Prove that the function $f(x_1 , x_2) = x_1 x_2$ is quasi-concave on $S = \mathbb{R}_{++}^2$
I started with the definition of quasi-concavity:
$$ f( \lambda x + (1-\lambda) y) \geq \min \left( f(x), f(y) \right) $$
Case 1:
$$(λ * x_1 + (1-λ) * y_1) * (λ * x_2 + (1-λ) * y_2) ≥ x_1 * x_2$$
Case 2:
$$(λ * x_1 + (1-λ) * y_1) * (λ * x_2 + (1-λ) * y_2) ≥ y_1 * y_2$$
But calculating it for the first case I get:
$$x_1 * x_2 * (λ^2-1) + (1-λ) * λ * y_1 * x_2 + (1-λ) * λ * x_1 * y_2 + (1-λ)^2 * y_1 * y_2 ≥ 0$$
And I think now I have to proof that for all positive $x_1,x_2,y_1,y_2$ the equation is satisfied. But is that even possible? I think it depends on how one chooses λ.
Best Answer
Let $(x_1, x_2) \in S$ and $(y_1, y_2) \in S$ and $$ c = \min \{ f(x_1, x_2), f(y_1, y_2) \} = \min \{ x_1 x_2, y_1 y_2 \} \, . $$
For $0 \le \lambda \le 1$ is $$ f(\lambda x_1 + (1-\lambda) y_1, \lambda x_2 + (1-\lambda) y_2) = (\lambda x_1 + (1-\lambda) y_1)(\lambda x_2 + (1-\lambda) y_2) \\ = \lambda^2 x_1 x_2 + \lambda (1-\lambda)(x_1 y_2 + x_2 y_1) + (1-\lambda)^2 y_1 y_2 \, . $$ Now $x_1 x_2 \ge c$, $y_1 y_2 \ge c$, and using the inequality between arithmetic and geometric mean, $$ x_1 y_2 + x_2 y_1 \ge 2 \sqrt{x_1 y_2 x_2 y_1} \ge 2c \, . $$ It follows that $$ f(\lambda x_1 + (1-\lambda) y_1, \lambda x_2 + (1-\lambda) y_2) \ge c \bigl( \lambda^2 + 2\lambda(1-\lambda) + (1-\lambda)^2\bigr) = c $$ and that concludes the proof.

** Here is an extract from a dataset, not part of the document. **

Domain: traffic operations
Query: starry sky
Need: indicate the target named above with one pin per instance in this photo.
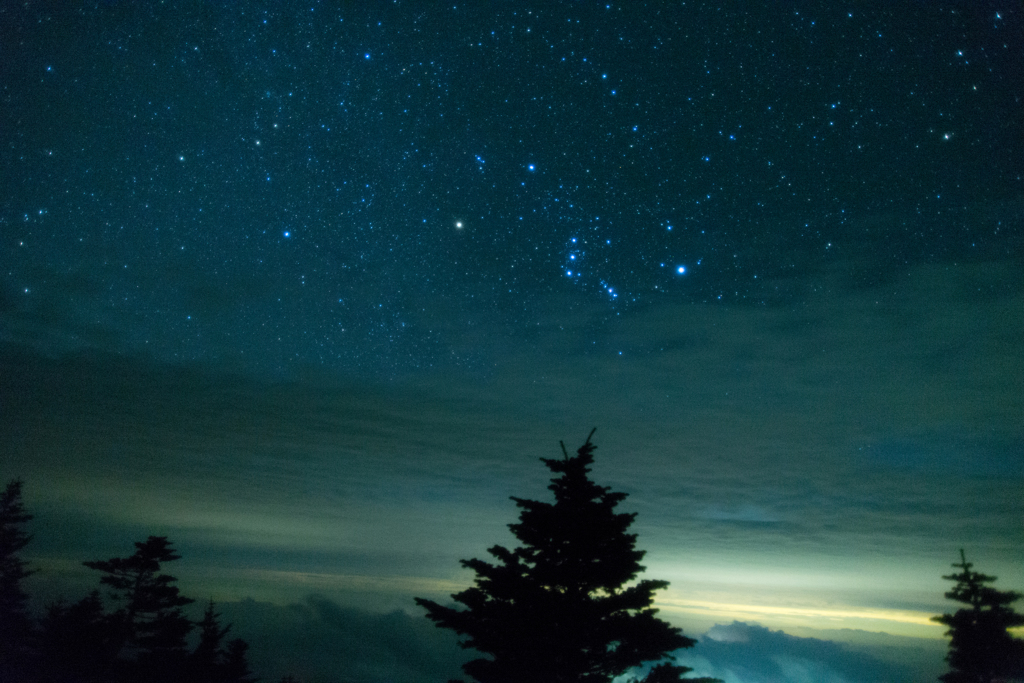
(309, 288)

Alternatively one can argue that for each $c > 0$ the sublevel set $$ \{ (x_1, x_2) \in S \mid x_1x_2 \ge c \} = \{ (x,y) \mid x > 0, y \ge \frac c x\} $$ is convex as the epigraph of the convex function $x \mapsto c/x$ with the domain $(0, \infty)$.